Abstract
Accurate computational modeling of electric fields in the human head has become important in clinical research to study or influence brain functionality. While existing numerical approaches have been evaluated against simple geometries with known closed form solutions, the relationship between these approaches in more complex geometries has not been studied. Here, we compare the three most commonly used approaches for bioelectric modeling: the finite element method (FEM), the finite difference method (FDM), and the boundary element method (BEM). Using both isotropic and anisotropic conductivity distributions, we construct and compare bioelectric models for a realistic head geometry. Our results suggest that both FEM and FDM are capable of accurately model voltages in the brain, while computations from BEM result in significantly larger errors, due to the increased simplicity and implicit model assumptions.

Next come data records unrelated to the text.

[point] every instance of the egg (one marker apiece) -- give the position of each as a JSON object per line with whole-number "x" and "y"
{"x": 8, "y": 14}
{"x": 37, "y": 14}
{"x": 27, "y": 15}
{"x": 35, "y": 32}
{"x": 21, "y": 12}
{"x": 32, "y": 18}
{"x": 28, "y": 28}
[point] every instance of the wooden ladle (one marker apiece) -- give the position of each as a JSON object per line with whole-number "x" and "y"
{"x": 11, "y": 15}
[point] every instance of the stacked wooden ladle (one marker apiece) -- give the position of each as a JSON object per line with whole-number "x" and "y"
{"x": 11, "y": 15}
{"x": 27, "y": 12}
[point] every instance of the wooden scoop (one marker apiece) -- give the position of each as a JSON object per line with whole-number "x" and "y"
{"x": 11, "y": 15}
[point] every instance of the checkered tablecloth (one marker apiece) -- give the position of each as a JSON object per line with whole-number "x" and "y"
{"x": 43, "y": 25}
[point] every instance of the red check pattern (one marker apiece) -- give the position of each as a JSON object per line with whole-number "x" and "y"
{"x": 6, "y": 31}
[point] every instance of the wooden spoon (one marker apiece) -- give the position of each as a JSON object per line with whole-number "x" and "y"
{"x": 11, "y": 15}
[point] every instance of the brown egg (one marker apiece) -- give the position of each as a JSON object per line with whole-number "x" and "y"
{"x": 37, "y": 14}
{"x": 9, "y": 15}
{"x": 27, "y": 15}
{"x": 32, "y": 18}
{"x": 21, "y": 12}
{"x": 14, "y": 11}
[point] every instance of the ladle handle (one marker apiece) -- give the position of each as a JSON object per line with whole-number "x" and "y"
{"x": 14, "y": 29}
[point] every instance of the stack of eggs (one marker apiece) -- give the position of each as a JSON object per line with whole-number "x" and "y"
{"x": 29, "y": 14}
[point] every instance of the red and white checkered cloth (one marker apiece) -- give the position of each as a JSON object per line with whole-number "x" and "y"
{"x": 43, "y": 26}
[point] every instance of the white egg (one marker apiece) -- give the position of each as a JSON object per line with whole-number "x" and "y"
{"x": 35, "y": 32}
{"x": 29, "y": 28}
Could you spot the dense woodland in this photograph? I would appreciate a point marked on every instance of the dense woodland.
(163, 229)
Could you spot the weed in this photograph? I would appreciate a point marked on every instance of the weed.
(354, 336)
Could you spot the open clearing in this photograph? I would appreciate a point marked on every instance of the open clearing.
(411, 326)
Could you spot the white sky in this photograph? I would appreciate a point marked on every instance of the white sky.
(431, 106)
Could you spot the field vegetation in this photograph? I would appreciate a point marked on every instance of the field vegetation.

Index Terms: Transcranial low-current stimulation, TDCS, EEG, source localization, head model, BEM, FDM, FEM
1. Introduction
Accurate bioelectric modeling of head tissue is a crucial component of modern diagnostic and therapeutic tools based on the measurement and control of electric fields in the human brain. Non-invasive electrode measurements of scalp voltages with electroencephalography (EEG) are commonly used to study brain activity and reconstruct cortical current sources [1] originating from epileptic brain activity or other neurological diseases [2]. Conversely, scalp electrodes can also be employed to inject low-amplitude currents that modify voltage fields in the human head and modulate brain functionality (transcranial current stimulation (TCS), e.g., [3, 4]). In particular, accurate solution of the current injection problem [5, 6, 4, 7] is crucial for both clinical pre-surgical planning [2], and therapeutic applications [8]. Current injection directly models TCS and also provides the basis for efficient reciprocity-based computation of EEG forward solutions [9].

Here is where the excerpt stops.